Les soignants face à la mort de leurs patients…

Catégorie C'est notre santé

Chaque jour, dans les hôpitaux français, des soignants accompagnent leurs patients jusqu’au dernier souffle. Ils ferment des paupières, soutiennent des familles, puis, sans délai, reprennent leur tournée. Or, on ne s’habitue jamais à la proximité de la mort.




Mais cette répétition, invisible aux yeux du public, laisse des traces profondes : angoisse, fatigue morale, sentiment d’isolement. Derrière les chiffres d’activité se joue un drame silencieux, celui d’hommes et de femmes confrontés sans cesse à la perte, sans espace pour déposer leur peine.

C’est précisément cette réalité que le rapport « Les Survivants », dirigé par le Pr Thibaud Damy (Hôpital Henri-Mondor, Créteil), met aujourd’hui en lumière. Basé sur une enquête nationale menée auprès de 384 soignants hospitaliers, il dévoile une souffrance émotionnelle largement méconnue : absence de formation à la fin de vie, manque de soutien psychologique, épuisement moral et burn-out latent. Ce travail inédit dresse le portrait d’un système qui soigne les autres, mais oublie souvent de protéger ceux qui soignent.

Dans les services hospitaliers, la mort s’invite quotidiennement dans la routine de soin. Elle n’est ni rare ni exceptionnelle : un soignant y est confronté en moyenne 27 fois par an, et 15 % de ces décès surviennent de manière brutale. À cette fréquence, la mort n’est plus un événement, mais une répétition, parfois plusieurs fois par semaine, dans des conditions souvent éprouvantes.

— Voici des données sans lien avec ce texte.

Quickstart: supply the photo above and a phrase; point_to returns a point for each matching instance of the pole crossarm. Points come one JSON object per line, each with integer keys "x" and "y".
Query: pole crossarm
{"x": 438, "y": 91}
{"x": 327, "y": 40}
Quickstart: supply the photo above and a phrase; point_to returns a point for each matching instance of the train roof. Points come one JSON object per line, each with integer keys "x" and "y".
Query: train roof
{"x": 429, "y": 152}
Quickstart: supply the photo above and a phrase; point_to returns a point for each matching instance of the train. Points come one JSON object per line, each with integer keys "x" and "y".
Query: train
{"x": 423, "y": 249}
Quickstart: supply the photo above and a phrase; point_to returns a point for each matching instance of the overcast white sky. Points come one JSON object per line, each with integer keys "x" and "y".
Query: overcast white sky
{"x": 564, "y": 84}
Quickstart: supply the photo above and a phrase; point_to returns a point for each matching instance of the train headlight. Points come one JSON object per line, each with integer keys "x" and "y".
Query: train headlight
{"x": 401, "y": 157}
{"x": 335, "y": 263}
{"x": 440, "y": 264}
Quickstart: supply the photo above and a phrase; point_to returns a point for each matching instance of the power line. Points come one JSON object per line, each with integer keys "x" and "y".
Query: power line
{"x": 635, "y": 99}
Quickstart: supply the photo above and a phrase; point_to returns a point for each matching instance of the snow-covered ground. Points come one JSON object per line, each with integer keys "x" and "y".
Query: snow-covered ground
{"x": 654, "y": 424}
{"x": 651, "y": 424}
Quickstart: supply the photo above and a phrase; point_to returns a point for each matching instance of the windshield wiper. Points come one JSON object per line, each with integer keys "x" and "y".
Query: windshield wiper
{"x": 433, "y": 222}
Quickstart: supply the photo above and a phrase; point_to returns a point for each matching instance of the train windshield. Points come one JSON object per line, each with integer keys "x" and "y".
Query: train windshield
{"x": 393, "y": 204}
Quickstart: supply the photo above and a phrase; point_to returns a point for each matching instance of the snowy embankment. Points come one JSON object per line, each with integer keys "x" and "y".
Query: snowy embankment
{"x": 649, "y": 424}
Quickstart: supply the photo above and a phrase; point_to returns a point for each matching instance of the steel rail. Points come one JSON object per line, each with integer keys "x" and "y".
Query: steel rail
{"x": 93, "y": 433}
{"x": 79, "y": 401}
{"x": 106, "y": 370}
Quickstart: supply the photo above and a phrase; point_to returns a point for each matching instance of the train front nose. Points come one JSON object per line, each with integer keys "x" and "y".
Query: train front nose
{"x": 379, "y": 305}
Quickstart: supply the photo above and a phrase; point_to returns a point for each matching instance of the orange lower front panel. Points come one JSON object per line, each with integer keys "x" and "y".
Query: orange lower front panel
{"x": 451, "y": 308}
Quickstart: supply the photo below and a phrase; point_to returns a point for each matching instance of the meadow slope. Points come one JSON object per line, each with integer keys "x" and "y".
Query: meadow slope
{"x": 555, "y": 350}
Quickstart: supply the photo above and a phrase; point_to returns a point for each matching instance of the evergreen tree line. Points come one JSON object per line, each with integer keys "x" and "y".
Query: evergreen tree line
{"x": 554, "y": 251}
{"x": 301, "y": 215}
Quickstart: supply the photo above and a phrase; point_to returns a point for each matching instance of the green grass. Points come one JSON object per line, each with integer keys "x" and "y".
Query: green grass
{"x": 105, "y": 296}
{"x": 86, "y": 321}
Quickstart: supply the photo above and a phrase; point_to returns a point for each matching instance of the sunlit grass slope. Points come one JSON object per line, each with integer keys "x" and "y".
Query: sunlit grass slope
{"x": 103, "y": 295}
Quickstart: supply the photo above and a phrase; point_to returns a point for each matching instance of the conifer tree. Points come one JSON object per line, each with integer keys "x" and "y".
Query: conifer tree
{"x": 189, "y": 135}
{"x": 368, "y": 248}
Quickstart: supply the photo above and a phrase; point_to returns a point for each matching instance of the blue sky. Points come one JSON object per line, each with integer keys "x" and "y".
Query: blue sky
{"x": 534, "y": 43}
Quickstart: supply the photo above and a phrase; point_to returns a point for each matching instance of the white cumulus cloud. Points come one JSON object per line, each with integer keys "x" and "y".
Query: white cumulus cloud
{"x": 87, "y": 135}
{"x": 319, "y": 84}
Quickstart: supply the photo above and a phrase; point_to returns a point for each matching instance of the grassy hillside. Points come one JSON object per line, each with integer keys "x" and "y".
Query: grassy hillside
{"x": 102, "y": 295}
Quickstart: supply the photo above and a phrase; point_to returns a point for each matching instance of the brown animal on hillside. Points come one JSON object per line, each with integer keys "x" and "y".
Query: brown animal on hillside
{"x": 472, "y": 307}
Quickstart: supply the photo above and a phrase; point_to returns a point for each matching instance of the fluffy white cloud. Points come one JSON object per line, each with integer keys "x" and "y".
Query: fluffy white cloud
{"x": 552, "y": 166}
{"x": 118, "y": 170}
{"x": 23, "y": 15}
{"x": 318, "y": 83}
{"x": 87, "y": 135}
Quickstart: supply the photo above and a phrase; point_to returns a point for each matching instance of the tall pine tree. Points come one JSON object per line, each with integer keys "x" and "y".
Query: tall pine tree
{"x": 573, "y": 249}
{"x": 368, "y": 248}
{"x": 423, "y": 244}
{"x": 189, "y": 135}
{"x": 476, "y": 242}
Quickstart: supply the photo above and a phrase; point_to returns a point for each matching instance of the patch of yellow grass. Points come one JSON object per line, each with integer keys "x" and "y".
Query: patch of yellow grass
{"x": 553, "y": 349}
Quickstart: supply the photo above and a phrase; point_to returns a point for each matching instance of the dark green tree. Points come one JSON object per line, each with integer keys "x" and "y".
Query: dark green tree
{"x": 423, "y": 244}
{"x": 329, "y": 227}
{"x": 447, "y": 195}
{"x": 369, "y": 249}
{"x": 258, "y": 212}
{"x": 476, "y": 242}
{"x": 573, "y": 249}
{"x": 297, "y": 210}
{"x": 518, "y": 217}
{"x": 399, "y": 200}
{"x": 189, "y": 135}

Pourtant, l’accompagnement de la fin de vie reste un angle mort de la formation : 93 % des professionnels interrogés estiment n’avoir reçu aucun enseignement adapté sur la manière d’y faire face. L’étude révèle également que 64 % d’entre eux ne bénéficient d’aucun soutien institutionnel après un décès.

Ce décalage crée une tension permanente : comment accompagner la détresse des autres lorsque l’on ne dispose d’aucune ressource pour affronter la sienne ? Les soignants, souvent jeunes diplômés, apprennent à gérer seuls cette charge émotionnelle, sans cadre, sans espace de parole, ni reconnaissance officielle. Le soutien des collègues constitue parfois la seule soupape d’équilibre. Mais il ne suffit pas à compenser le silence des structures hospitalières.

Derrière la façade du professionnalisme se joue un apprentissage tacite : se taire, avancer, reprendre le travail. Pourtant, pour le Pr Thibaud Damy : « Les soignants ne sont pas des machines. Ils absorbent la détresse, la douleur, la mort. Et on les laisse seuls avec ça. » 

En effet, malgré cette exposition quotidienne à la mort, aucun protocole formalisé de soutien n’existe dans la majorité des établissements. Les entretiens post-événement ou groupes de parole sont rares et reposent souvent sur des initiatives locales. Les soignants apprennent sur le terrain à affronter ces situations, souvent par mimétisme ou instinct, sans repères ni accompagnement théorique.

Malgré ces conditions éprouvantes, le lien humain demeure une source de sens pour le personnel hospitalier. Cette qualité relationnelle constitue une force, mais elle accentue aussi la vulnérabilité : plus la proximité émotionnelle est forte, plus le choc du décès est intense.

Le projet « Les Survivants » ne se limite pas à dresser un constat. Il formule des recommandations destinés aux établissements de santé, aux institutions de formation et aux décideurs publics. Elles visent à replacer la santé psychologique du personnel hospitalier au cœur des politiques publiques de santé.